SAMET ÖZÜNAL (GHA) – Prof. Dr. Halil Koca, “Erzurum’da yağış miktarındaki artışı bilimsel olarak kesin bir nedene bağlamak çok güç.” dedi.
Atatürk Üniversitesi Kazım Karabekir Eğitim Fakültesi (KKEF) Coğrafya Eğitimi Anabilim Dalı Öğretim Üyesi Prof. Dr. Halil Koca, Erzurum’da son yıllarda artış görülen yağmurlarla ilgili olarak bir değerlendirme yaptı.
//KOCA’NIN DEĞERLENDİRMESİ
Erzurum’da, 2006 yılında yaşanan kuraklığın ardından yağışların miktarında artış görülmeye başlandığını anlatan Koca, “Bu durumu bilimsel olarak kesin bir nedene bağlamak mümkün değil. Yağışlardaki artışın tek bir nedeni olabileceği gibi, birden fazla sebebi de olabilir.” diye konuştu. Yağış miktarlarındaki artışta, güneşe bağlı sebepler bulunabileceği gibi, yörüngedeki değişme, presesyon hareketi ve Karbondioksit (CO2) değişimlerinin de rol oynayabileceğini anlatan Koca, bunların dışında volkanizma ve basınç merkezlerinin de, yağış miktarları ya da hava sıcaklıkları üzerinde etkili olabileceğini kaydetti. Prof. Dr. Halil Koca, “Dünyada M.S. 800 ile bin 200 yılları arasında sıcak ortaçağ ve yine M.S. bin 400 ile bin 850 yılları arasında soğuk yeniçağ yaşanmıştır. Bu dönemlere ait kesin bir bulgu bulunmadığı gibi, geçmişle bugün arasındaki değişimin bir mukayesesini yapmak da, ancak bir öngörü ya da tahminle sınırlı kalır.” ifadelerini kullandı.
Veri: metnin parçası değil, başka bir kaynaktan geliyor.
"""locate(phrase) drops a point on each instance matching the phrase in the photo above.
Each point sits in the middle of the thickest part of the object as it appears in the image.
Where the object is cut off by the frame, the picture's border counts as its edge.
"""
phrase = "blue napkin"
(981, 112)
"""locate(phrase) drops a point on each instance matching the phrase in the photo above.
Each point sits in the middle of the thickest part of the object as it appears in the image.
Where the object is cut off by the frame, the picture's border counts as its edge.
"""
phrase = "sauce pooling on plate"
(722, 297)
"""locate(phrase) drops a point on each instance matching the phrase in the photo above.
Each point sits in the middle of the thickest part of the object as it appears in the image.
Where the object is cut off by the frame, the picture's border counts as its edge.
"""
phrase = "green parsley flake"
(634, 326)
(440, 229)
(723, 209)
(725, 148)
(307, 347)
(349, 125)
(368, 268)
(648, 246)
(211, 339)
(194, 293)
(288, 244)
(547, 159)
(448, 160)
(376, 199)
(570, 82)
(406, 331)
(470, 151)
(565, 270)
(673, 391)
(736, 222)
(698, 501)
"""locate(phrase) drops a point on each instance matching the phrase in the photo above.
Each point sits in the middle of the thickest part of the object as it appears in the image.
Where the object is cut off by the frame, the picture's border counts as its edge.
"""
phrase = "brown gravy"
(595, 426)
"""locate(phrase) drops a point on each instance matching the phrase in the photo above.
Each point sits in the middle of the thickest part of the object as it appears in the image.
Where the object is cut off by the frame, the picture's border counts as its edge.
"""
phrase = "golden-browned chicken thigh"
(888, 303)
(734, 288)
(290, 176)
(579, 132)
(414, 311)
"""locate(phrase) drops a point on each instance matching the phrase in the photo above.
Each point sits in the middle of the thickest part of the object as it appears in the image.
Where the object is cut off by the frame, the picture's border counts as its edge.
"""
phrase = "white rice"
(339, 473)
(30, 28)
//UZUN VADELİ VERİ TABANI İHTİYACI
Erzurum’la ilgili bir değerlendirme yapılırken, kısa vadeli değil de, geçmişe yönelik uzun vadeli bir veri altyapısına ihtiyaç duyulacağına dikkati çeken Koca, “Erzurum’da meteorolojik gözlemlerin yapılmasına 1935 yılından sonra başlanabilmiş. Kaldı ki o zamandan bu zamana kadar süre zarfında anormal denebilecek türden bir iklim ya da mevsim değişikliğinden bilimsel olarak söz edilemez.” şeklinde konuştu.
//KOCA: ŞEHRİN HER TARAFINA EŞİT MİKTARDA YAĞMUR DÜŞMEZ
Erzurum’da 10 Ağustos 2005’te günlük yağış miktarının bir metrekareye 12 litre şeklinde kayıtlara geçtiğini ve bu yağışlarda 2 çocuğun hayatını kaybettiğini hatırlatan Prof. Dr. Halil Koca, “Şimdi desek ki, o gün Erzurum’un her tarafında bir metrekare alana 12 litre yağmur düşmüş, kesinlikle yanılırız. Çünkü şehrin bir tarafına 12 litre düşmüşse, bir başka tarafına 25 litre de düşmüş olabilir. Yani şehrin dört bir yanına eşit miktarda yağmur düşecek diye bir kural ya da kaide bulunmuyor.” dedi.
//İKLİM DEĞİŞİKLİKLERİNİ İZLEMEYE YÖNELİK ÇALIŞMA PLANLARI
Dünyayı ya da güneşi laboratuar ortamına alıp da gözlem yapmanın mümkün olmadığını, dolayısıyla yağış miktarlarındaki değişkenliğin sebebinin de şu aşamada tam olarak açıklanamayacağını vurgulayan Prof. Dr. Halil Koca, bu konuda klimatoloji uzmanlarınca yürütülebilecek bir çalışmayla yine tahmine dayalı birtakım sonuçlara varılabileceğini ifade etti. Önümüzdeki eğitim öğretim sezonunda, bölümde görev yapan öğretim elemanlarına bu hususta bir çalışma yaptırmayı düşündüğünü açıklayan Koca, “Böyle bir çalışmanın yürütülebilmesi için Devlet Meteoroloji İşleri Genel Müdürlüğü ile bir kere işbirliği yapmak gerekiyor. Verilerden ve meteorolojik hareketlerden yola çıkılarak, böylece günümüze dair birtakım kanaatlere ulaşılabilir. Erzurum’a özellikle son 2 haftadır etkili biçimde yağan yağmur, güneşe bağlı sebeplerden de yağıyor olabilir, yörüngedeki değişimler yüzünden de… Bunu net bir dille ifade etmek mümkün değil.” şeklinde konuştu.